L’unità ostacolata dai radicalismi

«Conquiste del Lavoro», 26 marzo 2003
Non è la prima volta che, a fronte di una fase critica dei rapporti tra Cisl e Cgil, emergono appelli all’unità. Quelli di noi più avanti negli anni ricordano le iniziative svolte in particolare dai socialisti della Cgil.

Anche nella fase attuale non mancano esortazioni: alcune “per tornare a vincere”; altre per tornare a svolgere il ruolo della confederalità nel Paese. Tra tutti si distingue – anche per le sincere preoccupazioni sullo stato delle relazioni sindacali – l’appello di Gino Giugni, Piero Boni e altri: “Per riprendere il cammino dell’unità sindacale” (per unità sindacale s’intende, nella presente fase, il ripristino dell’unità d’azione, Ndr).
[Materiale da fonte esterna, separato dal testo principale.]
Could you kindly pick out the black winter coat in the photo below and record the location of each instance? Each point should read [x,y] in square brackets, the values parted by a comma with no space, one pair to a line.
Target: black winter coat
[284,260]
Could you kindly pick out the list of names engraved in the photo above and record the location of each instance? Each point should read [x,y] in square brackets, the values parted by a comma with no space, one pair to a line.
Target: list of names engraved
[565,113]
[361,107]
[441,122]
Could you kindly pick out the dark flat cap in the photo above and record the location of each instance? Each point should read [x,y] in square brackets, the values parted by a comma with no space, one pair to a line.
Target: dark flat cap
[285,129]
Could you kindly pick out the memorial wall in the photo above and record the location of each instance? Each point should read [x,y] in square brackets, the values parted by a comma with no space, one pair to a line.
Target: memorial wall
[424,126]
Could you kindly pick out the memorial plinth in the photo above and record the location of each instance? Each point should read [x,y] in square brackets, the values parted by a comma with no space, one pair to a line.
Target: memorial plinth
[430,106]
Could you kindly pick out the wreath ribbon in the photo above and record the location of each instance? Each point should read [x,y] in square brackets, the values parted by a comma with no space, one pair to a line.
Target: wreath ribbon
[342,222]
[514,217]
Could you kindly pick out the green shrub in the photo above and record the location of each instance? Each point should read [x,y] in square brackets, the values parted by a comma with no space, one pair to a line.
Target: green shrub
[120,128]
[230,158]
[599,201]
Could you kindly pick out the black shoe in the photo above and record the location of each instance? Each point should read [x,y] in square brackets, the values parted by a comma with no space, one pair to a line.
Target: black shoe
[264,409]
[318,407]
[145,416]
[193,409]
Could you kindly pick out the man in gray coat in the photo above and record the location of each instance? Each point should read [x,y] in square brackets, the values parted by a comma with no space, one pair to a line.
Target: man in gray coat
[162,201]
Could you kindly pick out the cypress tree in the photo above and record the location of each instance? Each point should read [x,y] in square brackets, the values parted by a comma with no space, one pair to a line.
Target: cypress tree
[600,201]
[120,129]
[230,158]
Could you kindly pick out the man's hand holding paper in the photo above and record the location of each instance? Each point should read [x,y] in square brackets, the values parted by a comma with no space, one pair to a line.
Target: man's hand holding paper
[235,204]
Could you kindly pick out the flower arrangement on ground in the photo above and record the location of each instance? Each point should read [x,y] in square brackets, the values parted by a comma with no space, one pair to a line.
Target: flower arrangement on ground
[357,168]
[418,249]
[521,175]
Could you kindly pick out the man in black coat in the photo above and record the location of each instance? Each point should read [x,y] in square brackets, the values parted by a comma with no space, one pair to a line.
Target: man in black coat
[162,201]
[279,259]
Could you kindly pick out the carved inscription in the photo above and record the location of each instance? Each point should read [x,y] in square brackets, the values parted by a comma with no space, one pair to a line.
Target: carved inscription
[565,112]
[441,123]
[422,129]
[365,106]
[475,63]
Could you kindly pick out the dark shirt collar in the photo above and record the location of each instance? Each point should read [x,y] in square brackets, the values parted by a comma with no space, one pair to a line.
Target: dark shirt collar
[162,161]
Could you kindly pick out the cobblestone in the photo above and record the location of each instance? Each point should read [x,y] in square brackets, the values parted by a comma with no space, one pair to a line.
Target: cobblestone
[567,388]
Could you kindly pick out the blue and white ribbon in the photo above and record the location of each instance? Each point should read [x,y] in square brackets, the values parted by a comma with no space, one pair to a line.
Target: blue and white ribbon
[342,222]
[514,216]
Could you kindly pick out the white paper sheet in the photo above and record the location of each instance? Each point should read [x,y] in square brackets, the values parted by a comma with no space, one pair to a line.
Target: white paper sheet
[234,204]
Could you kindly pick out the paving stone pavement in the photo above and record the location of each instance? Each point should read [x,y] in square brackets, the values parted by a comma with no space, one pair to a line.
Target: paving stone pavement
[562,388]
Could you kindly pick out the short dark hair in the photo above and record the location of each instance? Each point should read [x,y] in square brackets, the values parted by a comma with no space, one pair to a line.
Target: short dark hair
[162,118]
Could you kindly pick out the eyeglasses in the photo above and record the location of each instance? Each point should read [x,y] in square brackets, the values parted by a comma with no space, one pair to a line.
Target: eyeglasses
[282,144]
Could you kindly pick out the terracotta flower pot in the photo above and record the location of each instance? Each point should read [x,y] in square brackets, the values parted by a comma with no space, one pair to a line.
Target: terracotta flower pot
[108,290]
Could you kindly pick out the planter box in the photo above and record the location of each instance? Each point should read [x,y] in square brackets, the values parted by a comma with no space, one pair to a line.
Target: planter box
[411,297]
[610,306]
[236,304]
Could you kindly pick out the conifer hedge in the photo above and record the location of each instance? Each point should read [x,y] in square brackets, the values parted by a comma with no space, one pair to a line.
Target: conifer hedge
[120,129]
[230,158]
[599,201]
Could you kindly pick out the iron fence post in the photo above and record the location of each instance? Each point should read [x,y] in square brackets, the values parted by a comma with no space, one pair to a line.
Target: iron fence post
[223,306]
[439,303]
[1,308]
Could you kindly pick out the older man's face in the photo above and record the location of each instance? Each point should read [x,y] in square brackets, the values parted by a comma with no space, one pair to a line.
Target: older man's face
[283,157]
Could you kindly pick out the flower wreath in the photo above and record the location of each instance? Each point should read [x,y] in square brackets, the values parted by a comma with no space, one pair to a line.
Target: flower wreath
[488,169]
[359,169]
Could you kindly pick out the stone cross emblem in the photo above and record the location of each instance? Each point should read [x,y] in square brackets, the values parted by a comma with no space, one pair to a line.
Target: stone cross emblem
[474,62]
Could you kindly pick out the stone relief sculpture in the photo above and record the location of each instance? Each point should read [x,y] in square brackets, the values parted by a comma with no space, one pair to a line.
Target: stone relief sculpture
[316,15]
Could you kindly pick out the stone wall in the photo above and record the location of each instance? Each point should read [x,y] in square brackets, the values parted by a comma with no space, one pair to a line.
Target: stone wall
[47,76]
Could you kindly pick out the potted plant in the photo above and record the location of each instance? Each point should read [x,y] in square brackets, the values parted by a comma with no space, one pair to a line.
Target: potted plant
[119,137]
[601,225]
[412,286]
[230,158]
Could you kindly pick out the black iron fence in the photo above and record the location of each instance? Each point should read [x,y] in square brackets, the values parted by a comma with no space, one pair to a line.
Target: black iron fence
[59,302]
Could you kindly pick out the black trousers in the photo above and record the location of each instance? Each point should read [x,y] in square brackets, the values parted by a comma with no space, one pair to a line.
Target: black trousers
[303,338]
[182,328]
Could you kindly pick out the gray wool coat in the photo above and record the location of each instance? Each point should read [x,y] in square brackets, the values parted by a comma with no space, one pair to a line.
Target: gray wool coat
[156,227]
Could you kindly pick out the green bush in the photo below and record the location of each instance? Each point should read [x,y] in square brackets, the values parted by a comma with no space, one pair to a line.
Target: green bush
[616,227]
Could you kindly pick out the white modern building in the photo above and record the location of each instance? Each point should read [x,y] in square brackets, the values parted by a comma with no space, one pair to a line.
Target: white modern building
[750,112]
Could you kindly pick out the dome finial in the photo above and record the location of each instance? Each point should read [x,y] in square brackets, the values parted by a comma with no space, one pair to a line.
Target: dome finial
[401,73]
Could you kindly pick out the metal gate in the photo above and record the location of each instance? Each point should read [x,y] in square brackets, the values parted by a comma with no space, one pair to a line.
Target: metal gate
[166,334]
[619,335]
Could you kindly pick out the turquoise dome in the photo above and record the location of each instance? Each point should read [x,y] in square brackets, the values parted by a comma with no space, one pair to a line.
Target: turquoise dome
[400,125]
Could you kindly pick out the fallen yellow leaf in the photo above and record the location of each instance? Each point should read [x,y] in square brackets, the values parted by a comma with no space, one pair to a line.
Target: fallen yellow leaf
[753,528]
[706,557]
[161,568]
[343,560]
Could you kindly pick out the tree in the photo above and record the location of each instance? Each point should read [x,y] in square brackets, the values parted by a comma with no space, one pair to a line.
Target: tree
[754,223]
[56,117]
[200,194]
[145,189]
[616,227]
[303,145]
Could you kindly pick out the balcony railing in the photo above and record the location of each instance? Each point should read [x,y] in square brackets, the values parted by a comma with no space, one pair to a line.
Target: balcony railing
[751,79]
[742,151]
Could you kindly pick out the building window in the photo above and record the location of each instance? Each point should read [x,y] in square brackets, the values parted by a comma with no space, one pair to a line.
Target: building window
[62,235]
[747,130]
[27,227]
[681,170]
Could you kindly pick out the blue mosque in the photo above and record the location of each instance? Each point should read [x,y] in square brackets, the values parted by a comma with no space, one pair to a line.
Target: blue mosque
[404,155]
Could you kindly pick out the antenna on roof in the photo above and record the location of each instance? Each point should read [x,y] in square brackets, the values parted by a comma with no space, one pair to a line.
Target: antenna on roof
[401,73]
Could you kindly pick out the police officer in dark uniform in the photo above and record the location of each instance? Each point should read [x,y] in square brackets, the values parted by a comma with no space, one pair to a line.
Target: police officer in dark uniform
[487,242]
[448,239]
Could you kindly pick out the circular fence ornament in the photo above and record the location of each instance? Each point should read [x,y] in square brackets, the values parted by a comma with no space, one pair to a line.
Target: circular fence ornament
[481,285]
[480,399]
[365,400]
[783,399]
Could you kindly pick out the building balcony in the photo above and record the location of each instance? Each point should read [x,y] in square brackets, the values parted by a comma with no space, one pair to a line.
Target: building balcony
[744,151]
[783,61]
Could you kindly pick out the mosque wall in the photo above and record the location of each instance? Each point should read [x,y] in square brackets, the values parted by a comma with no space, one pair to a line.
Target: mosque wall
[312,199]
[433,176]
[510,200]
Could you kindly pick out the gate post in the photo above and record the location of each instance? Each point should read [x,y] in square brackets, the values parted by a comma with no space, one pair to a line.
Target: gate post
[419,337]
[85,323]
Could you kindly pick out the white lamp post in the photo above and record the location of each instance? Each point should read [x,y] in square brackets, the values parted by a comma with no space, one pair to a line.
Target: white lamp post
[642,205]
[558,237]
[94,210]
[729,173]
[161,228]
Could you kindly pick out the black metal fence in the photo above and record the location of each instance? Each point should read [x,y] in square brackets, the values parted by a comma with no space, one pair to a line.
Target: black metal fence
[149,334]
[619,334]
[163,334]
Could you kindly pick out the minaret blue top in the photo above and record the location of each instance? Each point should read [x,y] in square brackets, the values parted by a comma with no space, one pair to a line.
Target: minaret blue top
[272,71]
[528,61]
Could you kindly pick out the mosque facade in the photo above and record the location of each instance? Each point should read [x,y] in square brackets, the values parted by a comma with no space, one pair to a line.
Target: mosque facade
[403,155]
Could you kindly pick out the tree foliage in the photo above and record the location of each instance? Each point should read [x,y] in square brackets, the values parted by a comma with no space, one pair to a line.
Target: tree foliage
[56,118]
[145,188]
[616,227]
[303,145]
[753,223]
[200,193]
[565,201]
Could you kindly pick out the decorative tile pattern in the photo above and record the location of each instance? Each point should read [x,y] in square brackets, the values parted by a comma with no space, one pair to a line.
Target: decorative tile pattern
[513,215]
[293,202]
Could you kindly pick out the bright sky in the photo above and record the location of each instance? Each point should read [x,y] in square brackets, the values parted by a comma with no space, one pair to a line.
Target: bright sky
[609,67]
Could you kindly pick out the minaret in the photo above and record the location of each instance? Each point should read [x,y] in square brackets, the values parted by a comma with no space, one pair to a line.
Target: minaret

Il documento si guarda bene dal “giudicare” questa o quella posizione: “Non sta a noi indicare le soluzioni”. Tuttavia entra nel merito, premettendo subito che il sindacalismo deve tendere ad essere unitario, “senza essere trascinato sul terreno improprio delle appartenenze politiche e delle loro contrapposizioni”.
 
La questione che pongono è quella della rappresentanza sociale nella sua autonomia “il cui compito non è quello di fiancheggiare questa o quella ipotesi politica”. Al più propongono tre questioni che definiscono di metodo piuttosto che di merito. La prima riguarda le forme della rappresentanza dei nuovi soggetti sociali, da quelle organizzative a quelle di tutela. Che: “se fatto unitariamente sarà più efficace”. Non c’è dubbio.
La seconda concerne la concertazione che: “dopo il grande risultato del 1993, è stata rimessa in discussione su iniziativa del governo e di alcuni settori imprenditoriali”. Invero le tesi precongressuali della Cgil, prima ad iniziativa delle “aree critiche” e poi a maggioranza in congresso, hanno dato alla concertazione più di qualche colpo di piccone.
 
La terza, cruciale, suggerisce un accordo sulle regole, procedure e meccanismi decisionali al fine di dirimere, senza rotture e atti unilaterali, i dissensi tra le organizzazioni sindacali. Qui mette conto interloquire.
 
Nell’appello si parla di “codice di autoregolamentazione su cui basare in futuro una legislazione di sostegno”. E si riconosce che – dopo l’accordo sulle Rsu – “esiste una vasta rete rappresentativa e unitaria” che supera la democrazia sindacale “solo associativa o solo referendaria”.
 
Ma l’aggettivo sindacale affiancato al sostantivo democrazia è singolare. Ciò che deve essere democratico è il sindacato in quanto associazione (o, se si vuole, organizzazione). Altro è la partecipazione dei lavoratori “disorganizzati” e le forme di consultazione. Che, di tutto hanno bisogno, meno che di norme di legge all’italiana. Anche perché, se si va per legge, allora sì che bisogna tenere in conto che non siamo soli. Sintomatica la reazione della Ugl che – anche a nome del sindacalismo autonomo – reclama: “ci siamo anche noi”.
 
Molti degli amici coautori dell’appello sanno che quando la Cisl ribadisce – come ha fatto al consiglio generale del 18 febbraio scorso – “la contrarietà ad ogni ipotesi di regolamentazione per legge della rappresentanza” non fa i capricci ma afferma un principio basilare della democrazia pluralista e del pluralismo democratico. Ma tant’è, l’anelito per il ripristino dell’unità d’azione percorre anche la Cgil.
 
Mentre la Confederazione di Corso Italia appare tutta schierata con la Fiom, altre categorie fanno piattaforme e lotte unitarie. Il referendum come unica forma di approvazione dei contratti non è unanime; alcuni considerano buona soluzione quella proposta dalla Fim-Cisl. Peraltro, nelle piattaforme comuni non mancano rivendicazioni sulla mutualità integrativa, strumenti concertativi, sedi bilaterali. In particolare Aldo Amoretti, presidente dell’Inca, raccomanda di trovare intese unitarie sul lavoro sommerso e precario, sulla struttura della contrattazione e sulle politiche di concertazione.
 
Ma tant’è, il rapporto unitario ha vissuto fasi di alterna dialettica su modelli di sindacato contrapposti. Persino sulle “formule” di unità fu dialettica: a pezzi, con chi ci sta, tra diversi, organica, federativa. Ma rischiò il peggio solo quando cadde in contrapposizioni manichee (tra unitari ed antiunitari).
Oggi, però, è prioritario, anzi preliminare, porre fine alla delegittimazione della leadership e alla strumentalizzazione della “base”. In passato il peggio venne scongiurato grazie anche alla stima reciproca.